Wednesday, July 28, 2010

Review: Sangria's, Part II

One of the first restaurants we reviewed was Sangria's, a tapas restaurant where we had a light lunch. We knew it was just a trial, though -- we can't let a tapas restaurant go without a real meal. We went back for our anniversary (which was over 6 weeks ago, so that tells you how far behind I am) for tapas.

For our first round, we got the fried calamari, the patatas aioli, and the chorizo in wine sauce; the second round was meatballs and a salad. We got a carafe of sangria to accompany our meal. Anyone who knows the kind of eating we usually do at a tapas restaurant already knows that something was amiss if we only did two rounds of five dishes. And it was -- salt and oil.

The chorizo, for instance, was outstanding -- smoky, fatty chorizo, plenty of melt-in-your-mouth onions, a deep umami flavor to the sauce -- but it was all we could do to eat it all from the salt. Everything but the salad followed the same pattern -- delicious thanks to all of the salt and oil, but difficult to finish for the same reasons. Unfortunately, this is neither authentic to Spanish tapas nor appropriate to the ways Americans eat tapas. It might be more reasonable to start with a plate or two before a pan of paella (which we have not tried), but Sangria's was a difficult place to make a meal.

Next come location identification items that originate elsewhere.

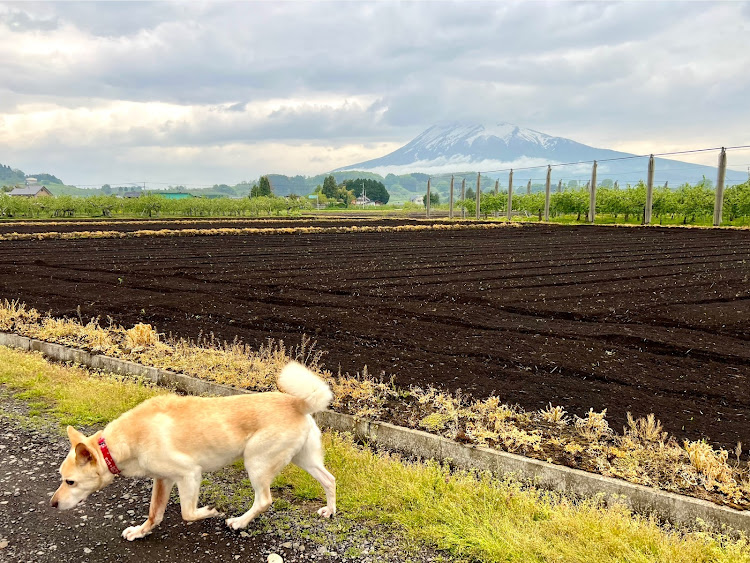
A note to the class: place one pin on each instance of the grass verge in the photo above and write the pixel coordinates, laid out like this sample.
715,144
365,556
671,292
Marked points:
470,516
642,454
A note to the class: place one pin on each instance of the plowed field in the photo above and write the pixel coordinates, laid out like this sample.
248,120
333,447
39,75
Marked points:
628,319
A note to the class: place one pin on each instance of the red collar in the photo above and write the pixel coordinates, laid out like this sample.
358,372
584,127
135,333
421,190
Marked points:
108,457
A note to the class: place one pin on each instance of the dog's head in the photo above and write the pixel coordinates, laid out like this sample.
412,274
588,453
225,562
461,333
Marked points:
83,472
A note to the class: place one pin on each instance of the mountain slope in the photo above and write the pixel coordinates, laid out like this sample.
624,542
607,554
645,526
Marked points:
458,147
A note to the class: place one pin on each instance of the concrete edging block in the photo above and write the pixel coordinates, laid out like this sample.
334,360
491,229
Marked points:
675,508
15,341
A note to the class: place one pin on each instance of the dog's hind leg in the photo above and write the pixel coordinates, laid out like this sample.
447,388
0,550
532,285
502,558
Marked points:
262,462
189,487
159,500
310,458
261,478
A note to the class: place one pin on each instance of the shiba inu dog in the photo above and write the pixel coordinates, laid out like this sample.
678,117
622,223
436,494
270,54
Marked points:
174,439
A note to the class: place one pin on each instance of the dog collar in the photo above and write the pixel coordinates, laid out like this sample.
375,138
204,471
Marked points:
108,457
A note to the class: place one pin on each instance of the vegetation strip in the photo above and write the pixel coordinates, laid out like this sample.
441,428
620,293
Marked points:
470,516
675,508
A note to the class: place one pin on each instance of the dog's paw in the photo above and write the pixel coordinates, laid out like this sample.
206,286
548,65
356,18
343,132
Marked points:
326,512
134,533
236,523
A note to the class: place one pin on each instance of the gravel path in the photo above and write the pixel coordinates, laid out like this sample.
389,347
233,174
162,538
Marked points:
31,450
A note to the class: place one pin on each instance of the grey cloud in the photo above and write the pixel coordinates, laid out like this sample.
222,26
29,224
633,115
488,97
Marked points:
567,68
18,21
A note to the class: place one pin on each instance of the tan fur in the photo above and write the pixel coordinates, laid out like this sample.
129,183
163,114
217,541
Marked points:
175,439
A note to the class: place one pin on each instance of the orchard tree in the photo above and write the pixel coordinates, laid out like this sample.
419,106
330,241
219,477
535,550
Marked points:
329,187
263,189
372,188
434,199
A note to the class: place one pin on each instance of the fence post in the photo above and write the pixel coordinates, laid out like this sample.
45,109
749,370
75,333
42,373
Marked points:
546,194
649,191
427,199
497,190
479,191
450,213
719,203
463,197
592,195
510,194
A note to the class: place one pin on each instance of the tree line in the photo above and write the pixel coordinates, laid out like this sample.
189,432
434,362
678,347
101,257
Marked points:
690,203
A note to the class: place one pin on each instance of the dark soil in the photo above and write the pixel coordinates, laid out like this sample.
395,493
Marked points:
633,320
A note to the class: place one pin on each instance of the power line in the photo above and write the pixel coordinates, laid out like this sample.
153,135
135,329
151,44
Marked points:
633,157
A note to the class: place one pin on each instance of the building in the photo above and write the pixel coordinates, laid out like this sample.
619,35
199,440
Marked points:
364,201
32,190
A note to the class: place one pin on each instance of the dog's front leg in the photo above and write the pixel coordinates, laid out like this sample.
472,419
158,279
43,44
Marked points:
159,499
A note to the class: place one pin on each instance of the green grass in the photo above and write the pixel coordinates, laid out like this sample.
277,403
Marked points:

The calamari followed the same pattern: barely overcooked at all, far less so than most American restaurants, but Melanie likened it to Kentucky Fried Squid -- heavy breading that overwhelmed the flavor of the squid itself.

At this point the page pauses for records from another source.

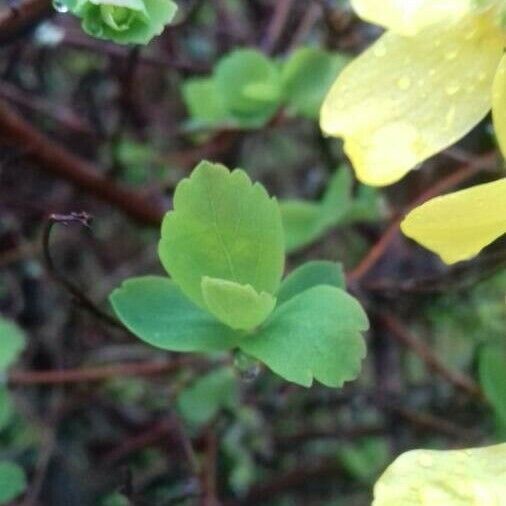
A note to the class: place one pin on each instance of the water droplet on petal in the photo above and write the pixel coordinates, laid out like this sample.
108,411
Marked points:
482,76
451,55
404,83
60,6
450,117
379,50
425,460
452,88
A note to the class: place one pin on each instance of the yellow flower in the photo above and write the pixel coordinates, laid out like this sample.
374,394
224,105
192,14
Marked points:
435,73
475,476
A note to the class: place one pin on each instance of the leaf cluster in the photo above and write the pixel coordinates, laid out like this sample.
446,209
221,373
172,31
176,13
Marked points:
223,246
247,88
122,21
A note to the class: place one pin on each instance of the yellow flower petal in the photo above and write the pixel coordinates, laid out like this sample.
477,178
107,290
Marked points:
408,17
499,105
473,477
458,226
406,98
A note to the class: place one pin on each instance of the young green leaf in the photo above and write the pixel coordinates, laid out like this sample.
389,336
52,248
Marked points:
304,222
316,334
238,306
200,402
492,370
451,478
309,275
223,227
5,407
307,77
249,84
12,481
204,103
123,21
155,310
12,343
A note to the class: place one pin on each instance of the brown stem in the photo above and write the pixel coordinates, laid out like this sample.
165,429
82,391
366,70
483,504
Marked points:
428,357
458,177
96,374
59,162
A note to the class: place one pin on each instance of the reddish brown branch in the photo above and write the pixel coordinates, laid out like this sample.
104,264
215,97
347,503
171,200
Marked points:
428,357
458,177
93,374
59,162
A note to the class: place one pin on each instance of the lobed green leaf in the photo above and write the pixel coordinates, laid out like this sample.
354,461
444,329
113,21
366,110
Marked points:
156,311
238,306
223,227
315,335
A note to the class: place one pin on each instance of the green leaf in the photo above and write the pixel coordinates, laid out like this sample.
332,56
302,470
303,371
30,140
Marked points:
320,272
492,372
304,222
123,21
5,407
12,343
203,101
238,306
316,334
307,76
445,478
12,481
156,311
200,402
249,84
115,499
223,227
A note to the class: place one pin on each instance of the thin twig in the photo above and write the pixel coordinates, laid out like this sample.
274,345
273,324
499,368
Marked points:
83,219
458,177
102,373
57,161
428,357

And so on: the potatoes were nicely fried, but swam in oil with a layer of heavy aioli on top; the meatballs were garlicky and flavorful, which was partially owed to the hefty helping of salt they had.

Sangria's does deserve applause, though, for their willingness to shy from an excess of consistency. The sangria had different fruit, following what was seasonally available, and the salad was topped with different stuff -- different cheese, different charcuterie, etc. Kudos to Sangria's for bucking the insistence that every dish must be cookie-cutter identical and keeping our palates entertained day after day.

In the end, that openness to variation could come in handy, since Sangria's is definitely the sort of place I could start out most any night with a tapa and a glass of sangria. For appetizers or a light lunch, Sangria's is wonderful, but for a meal -- maybe not so much.